Old Farmer Joe went to the big city one weekend and attended the big city church. He came home and his wife asked him how it was.
“Well,” said the farmer. “It was good. They did something different, though. They sang praise choruses instead of hymns.”
“Praise choruses?” she asked. “What are those?”
“Oh, they’re OK,” said the farmer. “They’re sort of like hymns, only different.”
“What’s the difference?” said his wife.
“Well,” said the farmer, “If I said, ‘the cows are in the corn,’ that would be a hymn. But if I were to say to you,
‘Martha, Martha, Martha, O Martha, Martha, Martha,
The cows, the big cows, the brown cows, the black cows, the black and white cows,
The COWS, COWS, COWS are in the CORN, CORN, CORN!

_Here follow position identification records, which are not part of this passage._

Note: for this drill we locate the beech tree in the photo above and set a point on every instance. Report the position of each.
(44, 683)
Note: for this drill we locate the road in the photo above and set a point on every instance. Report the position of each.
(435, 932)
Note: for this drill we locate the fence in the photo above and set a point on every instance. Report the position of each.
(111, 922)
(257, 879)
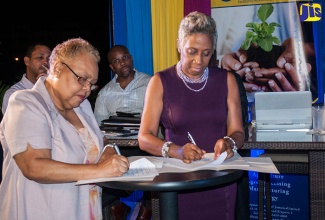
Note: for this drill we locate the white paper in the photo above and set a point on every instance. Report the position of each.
(141, 169)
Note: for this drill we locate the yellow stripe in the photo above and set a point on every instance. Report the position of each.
(166, 16)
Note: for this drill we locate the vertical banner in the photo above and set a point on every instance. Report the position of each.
(269, 40)
(274, 43)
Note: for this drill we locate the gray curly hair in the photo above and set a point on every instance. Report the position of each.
(197, 23)
(70, 48)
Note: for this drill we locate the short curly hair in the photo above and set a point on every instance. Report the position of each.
(71, 48)
(197, 23)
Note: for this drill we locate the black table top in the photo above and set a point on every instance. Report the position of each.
(178, 181)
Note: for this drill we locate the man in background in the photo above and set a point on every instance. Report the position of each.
(126, 91)
(37, 62)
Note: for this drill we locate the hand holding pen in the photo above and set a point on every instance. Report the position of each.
(198, 150)
(113, 164)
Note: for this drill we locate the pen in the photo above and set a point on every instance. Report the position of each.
(116, 149)
(190, 138)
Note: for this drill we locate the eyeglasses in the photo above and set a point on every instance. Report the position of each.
(84, 82)
(124, 58)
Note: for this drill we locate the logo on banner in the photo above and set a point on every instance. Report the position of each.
(310, 12)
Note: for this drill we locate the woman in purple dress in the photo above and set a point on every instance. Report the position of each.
(204, 100)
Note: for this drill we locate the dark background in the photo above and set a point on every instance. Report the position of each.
(51, 22)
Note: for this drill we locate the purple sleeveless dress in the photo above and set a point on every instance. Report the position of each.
(204, 115)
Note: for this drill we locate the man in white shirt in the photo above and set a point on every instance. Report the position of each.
(126, 91)
(37, 62)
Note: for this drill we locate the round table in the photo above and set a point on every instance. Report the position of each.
(168, 185)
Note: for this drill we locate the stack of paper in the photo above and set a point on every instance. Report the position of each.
(141, 169)
(146, 168)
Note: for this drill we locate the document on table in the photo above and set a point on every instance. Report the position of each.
(258, 164)
(139, 170)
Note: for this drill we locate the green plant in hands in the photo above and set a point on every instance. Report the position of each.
(260, 34)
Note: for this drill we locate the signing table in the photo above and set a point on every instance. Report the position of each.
(313, 166)
(169, 184)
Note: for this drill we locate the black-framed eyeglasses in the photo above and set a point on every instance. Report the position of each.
(81, 80)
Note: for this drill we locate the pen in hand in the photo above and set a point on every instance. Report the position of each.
(190, 138)
(116, 149)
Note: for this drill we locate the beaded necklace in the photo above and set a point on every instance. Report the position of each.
(186, 80)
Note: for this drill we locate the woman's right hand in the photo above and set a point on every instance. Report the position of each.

They’re in the corn, they’re in the corn, they’re in the CORN, CORN, CORN!’
….and if I were to repeat the whole thing four or five times, then that would be a praise chorus.”

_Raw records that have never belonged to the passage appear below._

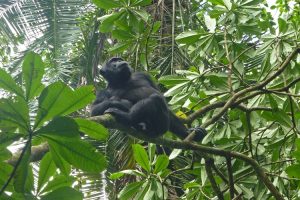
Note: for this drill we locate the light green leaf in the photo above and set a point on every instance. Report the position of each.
(161, 163)
(140, 2)
(92, 129)
(65, 193)
(118, 175)
(141, 156)
(8, 83)
(33, 71)
(142, 14)
(22, 171)
(58, 182)
(107, 4)
(58, 99)
(129, 190)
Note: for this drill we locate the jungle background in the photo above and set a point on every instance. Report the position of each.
(229, 66)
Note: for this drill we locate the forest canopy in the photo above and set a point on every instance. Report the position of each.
(231, 67)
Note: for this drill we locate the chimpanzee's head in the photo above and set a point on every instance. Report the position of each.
(116, 71)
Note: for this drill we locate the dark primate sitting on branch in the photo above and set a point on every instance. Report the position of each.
(135, 101)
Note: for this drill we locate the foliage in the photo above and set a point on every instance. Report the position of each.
(230, 66)
(48, 123)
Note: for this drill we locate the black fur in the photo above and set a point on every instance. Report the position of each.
(135, 100)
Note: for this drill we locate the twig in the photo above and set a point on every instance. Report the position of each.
(230, 177)
(212, 180)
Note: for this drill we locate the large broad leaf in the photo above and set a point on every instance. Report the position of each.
(130, 190)
(62, 127)
(92, 129)
(188, 37)
(107, 4)
(65, 193)
(22, 171)
(8, 83)
(161, 163)
(46, 170)
(107, 21)
(33, 71)
(5, 171)
(58, 99)
(76, 152)
(15, 112)
(140, 2)
(141, 157)
(59, 181)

The next weekend his nephew, a young Christian from the big city, came to visit his Uncle Joe and Aunt Martha. He attended their local church in the small town. When he went home his mother asked him how it was.
“Well,” he said, “it was good. They did something different, however. They sang hymns instead of praise choruses.”
“Hymns?” asked his mother. “What are those?”
The young man said, “Well, it’s like this. If Uncle Joe were to say to Aunt Martha, ‘the cows are in the corn,’ then that would be a praise chorus. But if he were to say:
‘Oh Martha, dear Martha, oh hear thou my cry; inclinest thine ear to the words of my mouth.
Turn thou thine whole wondrous ear by and by, to the righteous, inimitable, glorious truth.
Yea those cows in glad bovine, rebellious delight,
Have broken free from their shackles, their warm pens eschewed.
Then goaded by minions of darkness and night,
They all my mild Chilliwak sweet corn have eschewed!’
And if he were to do only verses one, three and four and do a key change in the last verse, then that would be a hymn.”
Seriously, folks, this exaggerated illustration is obviously overstated. The ongoing conversation regarding personal preferences in worship style or format could be summarized in many ways, not the least of which is simply this: So long as the words are Christ centered, biblically based and faith strengthening, beauty is in the eye of the beholder.
My contention has always been simple. If we’re going to do traditional worship, let’s pick hymns that are easily and joyfully sung. If we’re going to do contemporary worship, let’s pick songs or praise choruses that are easily and joyfully sung, especially by groups and not just by soloists.
In both cases the objective is to aid and assist worshipers in singing praises from their hearts to our great and gracious God, Father, Son and Holy Spirit! Amen? Amen!